The United States is working closely with the government of Colombia in an effort to reduce the trafficking of illegal narcotics. Colombia is a major producer of the coca used to produce cocaine and of the opium poppies that are the raw ingredients of heroin. Since 2000, the U.S. has provided some four billion dollars to Colombia in aid. The funds are being used to destroy illicit crops, train Colombia's military and police, and promote alternatives to growing coca and poppy.
On a recent visit to Colombia, U.S. Secretary of State Condoleezza Rice said the U.S. commitment will continue:
"We believe that the combination of military and police and justice assistance and economic assistance that we have been giving to Colombia has made it a place that is on a road to greater security."

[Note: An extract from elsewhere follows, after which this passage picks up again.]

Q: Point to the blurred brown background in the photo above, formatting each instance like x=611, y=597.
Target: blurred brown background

Drug crop growers in Colombia are said to be responsible for destroying more than two-million hectares of forests, and using the land to grow coca and opium poppies. Colombia is also a center for money laundering. The illegal drug trade in Colombia is used to finance both leftist rebels and right-wing paramilitary forces.
When it came to power in 2002, the government of President Alvaro Uribe expanded the aerial fumigation program to destroy illicit drug crops and the military campaign against the narco-terrorists. "The battle against terrorists and against drugs that you're [the U.S.] helping us to win," says Mr. Uribe, "is the most noble of all the battles you may fight all over the world. The victory in Colombia," he says, "is a necessity for our people."

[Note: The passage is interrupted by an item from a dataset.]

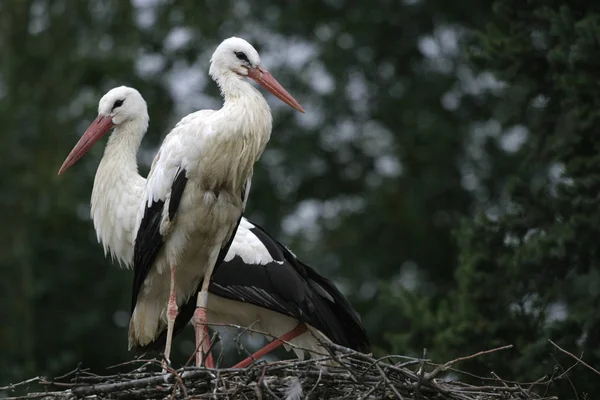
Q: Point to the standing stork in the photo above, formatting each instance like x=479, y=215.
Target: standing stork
x=195, y=194
x=259, y=279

John Walters is director of the White House Office of National Drug Control Policy. He says anti-narcotics efforts in Colombia and elsewhere are succeeding:
"We are headed in the right direction. winning. Cocaine production is down a third in the Andes as a whole since 2001, and Colombia's opium crop was cut by half between 2003 and 2004."
Secretary of State Rice said that in Colombia, "The drug fight is not yet over. Colombia, said Ms. Rice, "is on the road to dealing with the drug-trafficking problem."
The preceding was an editorial reflecting the views of the United States government.